A boom in public sculpture was coming, and busy carvers were desperate for models with well-built bodies. Among the most prominent was socialite sculptor Gertrude Vanderbilt Whitney, who, watching Atlas disrobe, exclaimed, "He's a knockout!" Further impressed by his ability to hold a pose for 30 minutes, she soon had him running from studio to studio. By the time he was 25, Atlas was everywhere, posing as George Washington in Washington Square Park, as Civic Virtue in Queens Borough Hall, as Alexander Hamilton in the nation's capital. He was Dawn of Glory in Brooklyn's Prospect Park and Patriotism for the Elks' national headquarters in Chicago. Photographs of him in classic poses, nude or shockingly close to it and with more than a whiff of eroticism, suggest how much he liked the camera and the camera liked him.

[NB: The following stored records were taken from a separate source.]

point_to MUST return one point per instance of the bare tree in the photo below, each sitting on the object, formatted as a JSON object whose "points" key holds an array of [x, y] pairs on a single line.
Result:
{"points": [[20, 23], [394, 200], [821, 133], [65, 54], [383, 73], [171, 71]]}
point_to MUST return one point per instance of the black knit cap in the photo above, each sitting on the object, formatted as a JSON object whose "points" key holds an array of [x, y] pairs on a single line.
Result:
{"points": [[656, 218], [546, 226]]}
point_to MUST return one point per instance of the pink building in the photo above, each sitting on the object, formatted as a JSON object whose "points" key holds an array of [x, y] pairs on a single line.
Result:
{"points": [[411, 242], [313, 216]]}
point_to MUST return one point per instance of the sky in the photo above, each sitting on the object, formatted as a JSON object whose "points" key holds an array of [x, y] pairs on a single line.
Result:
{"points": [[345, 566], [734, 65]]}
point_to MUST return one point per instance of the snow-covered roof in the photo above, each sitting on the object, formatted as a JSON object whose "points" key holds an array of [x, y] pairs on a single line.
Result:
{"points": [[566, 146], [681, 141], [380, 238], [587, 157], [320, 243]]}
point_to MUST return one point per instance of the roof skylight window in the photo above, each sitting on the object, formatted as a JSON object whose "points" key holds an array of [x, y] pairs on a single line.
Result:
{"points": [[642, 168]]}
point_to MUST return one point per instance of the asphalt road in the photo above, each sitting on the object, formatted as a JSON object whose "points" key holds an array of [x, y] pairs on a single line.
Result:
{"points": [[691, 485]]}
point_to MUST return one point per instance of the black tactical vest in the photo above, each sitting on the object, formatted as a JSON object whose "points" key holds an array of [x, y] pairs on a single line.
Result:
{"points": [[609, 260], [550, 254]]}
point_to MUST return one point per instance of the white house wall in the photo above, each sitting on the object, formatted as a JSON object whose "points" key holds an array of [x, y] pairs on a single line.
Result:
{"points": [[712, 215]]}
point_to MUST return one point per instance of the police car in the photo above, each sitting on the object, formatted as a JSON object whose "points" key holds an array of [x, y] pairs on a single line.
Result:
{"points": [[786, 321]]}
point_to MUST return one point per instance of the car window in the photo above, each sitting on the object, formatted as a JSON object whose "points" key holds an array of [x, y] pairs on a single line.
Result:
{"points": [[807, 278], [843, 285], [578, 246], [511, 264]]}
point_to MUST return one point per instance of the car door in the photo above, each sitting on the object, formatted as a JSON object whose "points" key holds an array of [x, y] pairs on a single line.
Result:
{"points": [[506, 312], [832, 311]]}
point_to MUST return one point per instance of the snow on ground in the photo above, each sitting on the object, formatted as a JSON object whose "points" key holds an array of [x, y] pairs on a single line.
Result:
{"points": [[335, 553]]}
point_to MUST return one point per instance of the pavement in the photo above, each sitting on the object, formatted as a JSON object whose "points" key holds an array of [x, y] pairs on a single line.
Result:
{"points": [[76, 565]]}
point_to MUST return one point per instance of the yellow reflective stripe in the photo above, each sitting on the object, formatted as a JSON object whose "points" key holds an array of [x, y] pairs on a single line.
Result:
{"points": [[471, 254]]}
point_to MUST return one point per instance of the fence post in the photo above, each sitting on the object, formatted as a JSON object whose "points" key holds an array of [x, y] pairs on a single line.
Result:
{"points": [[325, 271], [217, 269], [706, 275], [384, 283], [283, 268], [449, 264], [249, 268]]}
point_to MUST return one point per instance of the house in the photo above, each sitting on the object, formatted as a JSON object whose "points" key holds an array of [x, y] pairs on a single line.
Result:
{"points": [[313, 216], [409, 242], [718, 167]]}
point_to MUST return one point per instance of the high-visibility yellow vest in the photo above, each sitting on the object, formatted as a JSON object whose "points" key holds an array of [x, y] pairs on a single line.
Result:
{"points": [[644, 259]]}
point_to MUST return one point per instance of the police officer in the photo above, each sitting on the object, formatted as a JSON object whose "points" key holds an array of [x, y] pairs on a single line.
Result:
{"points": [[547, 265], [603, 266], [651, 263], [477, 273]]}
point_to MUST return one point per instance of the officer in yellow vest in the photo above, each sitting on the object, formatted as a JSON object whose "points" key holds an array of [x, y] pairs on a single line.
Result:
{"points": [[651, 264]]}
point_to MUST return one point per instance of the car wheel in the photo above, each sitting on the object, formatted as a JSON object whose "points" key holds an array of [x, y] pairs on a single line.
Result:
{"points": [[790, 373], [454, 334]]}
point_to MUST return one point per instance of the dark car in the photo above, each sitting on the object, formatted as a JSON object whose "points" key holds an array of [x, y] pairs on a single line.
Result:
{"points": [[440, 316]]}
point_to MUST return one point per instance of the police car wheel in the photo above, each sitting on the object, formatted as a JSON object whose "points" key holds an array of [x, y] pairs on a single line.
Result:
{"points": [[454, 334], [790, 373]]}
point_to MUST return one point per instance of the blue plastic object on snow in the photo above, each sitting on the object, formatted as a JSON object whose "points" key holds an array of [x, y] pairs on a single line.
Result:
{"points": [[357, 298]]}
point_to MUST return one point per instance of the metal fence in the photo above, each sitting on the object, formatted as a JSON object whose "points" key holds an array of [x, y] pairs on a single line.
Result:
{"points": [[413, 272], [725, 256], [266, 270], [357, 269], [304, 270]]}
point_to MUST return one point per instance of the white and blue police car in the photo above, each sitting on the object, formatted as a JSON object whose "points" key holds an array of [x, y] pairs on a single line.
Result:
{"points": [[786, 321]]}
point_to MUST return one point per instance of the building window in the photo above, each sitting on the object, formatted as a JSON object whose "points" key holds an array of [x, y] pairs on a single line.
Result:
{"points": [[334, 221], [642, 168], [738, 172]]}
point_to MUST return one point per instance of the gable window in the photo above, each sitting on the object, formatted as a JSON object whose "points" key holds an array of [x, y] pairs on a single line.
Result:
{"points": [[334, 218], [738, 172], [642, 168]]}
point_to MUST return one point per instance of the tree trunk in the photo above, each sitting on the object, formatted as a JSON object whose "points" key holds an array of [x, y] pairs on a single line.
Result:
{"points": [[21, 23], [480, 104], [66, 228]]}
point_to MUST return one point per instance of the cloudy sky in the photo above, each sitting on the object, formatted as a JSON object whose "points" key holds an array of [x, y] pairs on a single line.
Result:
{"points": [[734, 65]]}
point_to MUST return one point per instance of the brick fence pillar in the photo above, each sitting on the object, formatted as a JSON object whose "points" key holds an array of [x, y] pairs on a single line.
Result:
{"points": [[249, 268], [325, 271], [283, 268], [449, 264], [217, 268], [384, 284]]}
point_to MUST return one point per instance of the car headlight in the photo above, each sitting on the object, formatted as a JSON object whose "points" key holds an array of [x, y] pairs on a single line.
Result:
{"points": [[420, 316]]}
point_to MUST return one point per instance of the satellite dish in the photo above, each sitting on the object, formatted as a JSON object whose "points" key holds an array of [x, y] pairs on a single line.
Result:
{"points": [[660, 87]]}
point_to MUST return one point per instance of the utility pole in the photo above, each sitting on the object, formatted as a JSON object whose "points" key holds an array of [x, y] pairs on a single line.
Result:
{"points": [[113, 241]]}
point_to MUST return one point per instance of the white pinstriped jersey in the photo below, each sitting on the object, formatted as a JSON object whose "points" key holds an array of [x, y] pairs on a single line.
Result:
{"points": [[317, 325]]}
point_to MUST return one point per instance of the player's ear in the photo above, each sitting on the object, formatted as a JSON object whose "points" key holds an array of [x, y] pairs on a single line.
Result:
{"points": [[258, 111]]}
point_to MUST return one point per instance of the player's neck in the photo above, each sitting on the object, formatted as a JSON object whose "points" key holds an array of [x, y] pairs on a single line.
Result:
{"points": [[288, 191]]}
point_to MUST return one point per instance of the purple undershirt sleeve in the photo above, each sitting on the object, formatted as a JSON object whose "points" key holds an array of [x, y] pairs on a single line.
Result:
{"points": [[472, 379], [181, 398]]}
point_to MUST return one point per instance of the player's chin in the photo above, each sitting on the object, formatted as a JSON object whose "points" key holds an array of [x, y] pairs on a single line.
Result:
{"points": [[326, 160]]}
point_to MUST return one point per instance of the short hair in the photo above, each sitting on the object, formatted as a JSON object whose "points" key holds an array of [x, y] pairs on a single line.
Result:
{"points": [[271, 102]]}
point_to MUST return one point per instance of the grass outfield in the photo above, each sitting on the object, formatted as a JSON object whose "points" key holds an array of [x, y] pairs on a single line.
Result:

And the money was good—$100 a week. Still, Atlas was restless, and ambitious, and when he saw an ad for a "World's Most Beautiful Man" photo contest, he sent in his picture.
The contest was sponsored by Physical Culture magazine, the brainchild of Bernarr Macfadden, a publisher and fitness fanatic, as well as one of the most bizarre figures in the annals of fitness entrepreneurs. (He would later found a publishing empire with True Story and True Romances magazines.) Macfadden was obsessive about his health. When he wasn't fasting, he ate carrots, beans, nuts and raw eggs. He slept on the floor and walked to work barefoot. Impressed with Atlas' photograph, he asked the young man to stop by his office. When Atlas stripped to his leopard bikini, Macfadden stopped the contest, though he waited for a second visit to hand over the $1,000 winner's check and celebrate with a glass of carrot juice.
Atlas got an even bigger jolt of publicity when, in 1922, Macfadden followed up the contest with "The World's Most Perfectly Developed Man" extravaganza at Madison Square Garden. Seven hundred and seventy-five men competed for the title, judged by a panel of doctors and artists. When Atlas walked away with a second trophy, Macfadden called a halt to any more contests, grousing that Atlas would win every year. Likely, he was merely hyping Atlas' next showstopper: starring in a Macfadden short, silent movie called The Road to Health, directed by one Frederick Tilney, a busy if unsung health and fitness expert. On a ride to the film studios in Fort Lee, New Jersey, one day, Tilney and Atlas decided to set up a mail-order business to sell an exercise routine. When, after a few years, their collaboration ended, Atlas went solo.
But an extraordinary body did not translate into a head for business, and, within a few years, the company floundered. With profits lagging, Atlas' advertising agency in 1928 turned over his account to its newest hire, Charles Roman, who was 21 and fresh out of New York University. What the young man came up with so impressed Atlas that four months after they met, Atlas offered him half the company on the condition that Roman would run it. It was the smartest move he ever made.